Golden brown and streaked with black, these tiger-striped morsels deliver a crispy coating without deep frying. Whether you eat them as is, or dipped in a simple honey-lemon sauce, this adult-take on an old standard is sure to disappear quickly.
If you can’t find turkey breast strips, cut a skinless, boneless turkey breast into strips about 1 ½ inches (3-4 cm) wide and ½ inch (1.25 cm) thick. The length will vary, but that doesn’t matter.
- Set up three shallow dishes or pie plates. In the first, toss the flour with a generous grinding of black pepper. In the second, whisk the eggs until smooth. In the third, toss the Parmesan, panko and sesame seeds until evenly distributed.

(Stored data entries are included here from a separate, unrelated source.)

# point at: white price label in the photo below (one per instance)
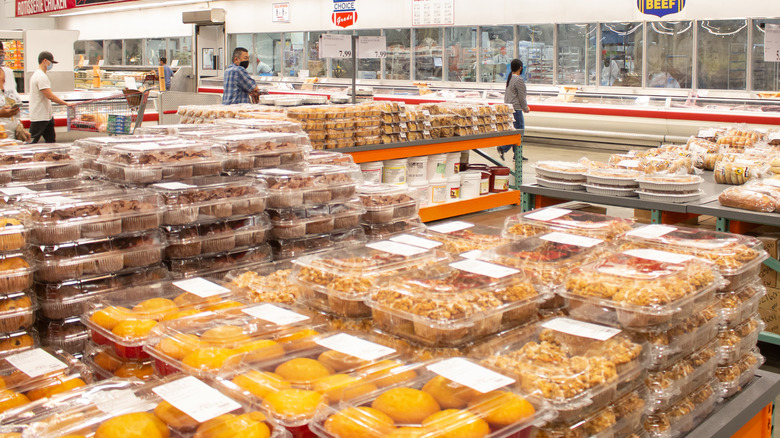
(275, 314)
(484, 268)
(571, 239)
(469, 374)
(201, 287)
(36, 363)
(396, 248)
(547, 214)
(651, 231)
(408, 239)
(579, 328)
(450, 227)
(354, 346)
(659, 256)
(196, 399)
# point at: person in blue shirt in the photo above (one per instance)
(238, 83)
(167, 71)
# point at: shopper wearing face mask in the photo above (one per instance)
(238, 83)
(41, 97)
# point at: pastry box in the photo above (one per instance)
(449, 304)
(338, 282)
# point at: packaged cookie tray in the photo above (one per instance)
(684, 416)
(735, 376)
(308, 372)
(216, 237)
(671, 384)
(87, 257)
(146, 407)
(124, 323)
(207, 199)
(737, 341)
(202, 345)
(551, 359)
(72, 297)
(641, 289)
(339, 281)
(550, 219)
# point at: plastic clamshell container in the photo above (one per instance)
(36, 163)
(550, 219)
(73, 216)
(125, 318)
(203, 344)
(197, 200)
(185, 241)
(144, 406)
(69, 298)
(152, 162)
(448, 418)
(735, 376)
(386, 203)
(338, 282)
(551, 359)
(304, 367)
(448, 304)
(737, 341)
(641, 289)
(738, 258)
(88, 257)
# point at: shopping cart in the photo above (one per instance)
(116, 115)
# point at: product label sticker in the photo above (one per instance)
(571, 239)
(450, 227)
(36, 363)
(408, 239)
(659, 256)
(396, 248)
(651, 231)
(479, 267)
(547, 214)
(275, 314)
(579, 328)
(469, 374)
(201, 287)
(196, 399)
(354, 346)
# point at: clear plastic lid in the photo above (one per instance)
(641, 288)
(176, 406)
(453, 303)
(569, 221)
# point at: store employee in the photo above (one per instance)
(238, 83)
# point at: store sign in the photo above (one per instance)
(344, 13)
(659, 8)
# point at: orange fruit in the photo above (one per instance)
(302, 370)
(260, 383)
(110, 316)
(406, 405)
(449, 394)
(359, 423)
(135, 425)
(455, 423)
(502, 408)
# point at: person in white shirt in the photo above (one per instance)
(41, 97)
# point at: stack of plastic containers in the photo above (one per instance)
(86, 244)
(312, 208)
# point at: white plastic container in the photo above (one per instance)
(436, 167)
(395, 172)
(470, 184)
(372, 172)
(453, 188)
(417, 169)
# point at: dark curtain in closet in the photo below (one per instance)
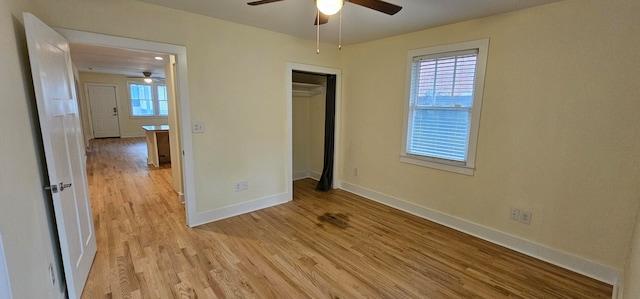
(324, 184)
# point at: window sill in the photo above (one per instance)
(466, 170)
(150, 116)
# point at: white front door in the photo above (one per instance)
(104, 110)
(64, 153)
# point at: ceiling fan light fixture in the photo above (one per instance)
(329, 7)
(147, 77)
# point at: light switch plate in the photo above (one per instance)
(198, 127)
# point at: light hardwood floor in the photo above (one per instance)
(320, 245)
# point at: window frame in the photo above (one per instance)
(155, 100)
(467, 167)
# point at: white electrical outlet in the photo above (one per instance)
(514, 214)
(525, 217)
(241, 186)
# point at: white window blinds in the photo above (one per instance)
(440, 105)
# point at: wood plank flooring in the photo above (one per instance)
(320, 245)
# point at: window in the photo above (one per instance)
(444, 90)
(148, 99)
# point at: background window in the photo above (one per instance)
(442, 115)
(148, 99)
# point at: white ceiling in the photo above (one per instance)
(296, 17)
(359, 24)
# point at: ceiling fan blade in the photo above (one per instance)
(254, 3)
(323, 19)
(379, 5)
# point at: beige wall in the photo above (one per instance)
(26, 219)
(129, 126)
(632, 267)
(559, 132)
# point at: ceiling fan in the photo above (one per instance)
(329, 7)
(147, 77)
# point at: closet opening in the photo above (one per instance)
(313, 127)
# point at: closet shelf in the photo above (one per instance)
(306, 89)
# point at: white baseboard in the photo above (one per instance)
(306, 174)
(579, 265)
(300, 175)
(238, 209)
(131, 135)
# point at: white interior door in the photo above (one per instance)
(62, 138)
(104, 110)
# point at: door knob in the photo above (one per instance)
(64, 186)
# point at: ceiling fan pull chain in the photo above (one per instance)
(318, 33)
(340, 33)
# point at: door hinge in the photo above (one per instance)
(55, 188)
(52, 188)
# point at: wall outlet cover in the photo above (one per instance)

- Dip each turkey strip in the flour, shaking off excess, then in the egg, and finally in the Parmesan-panko-sesame mixture, making sure the turkey strip is evenly coated.
- In a large non-stick skillet over medium heat, melt the butter until bubbly. Working in batches and being careful not to crowd the strips, cook the coated turkey pieces until golden brown and cooked all the way through, about 3 minutes per side.
- You can serve the first batch right away or keep warm in a 250°F (120°C) oven.
- If necessary, add more butter to the pan before cooking the second batch.
- Meanwhile, in a small bowl, whisk the honey and lemon together until blended. Sprinkle with parsley, if using.
- Serve “tails” hot, sprinkled with dipping sauce and lots of napkins.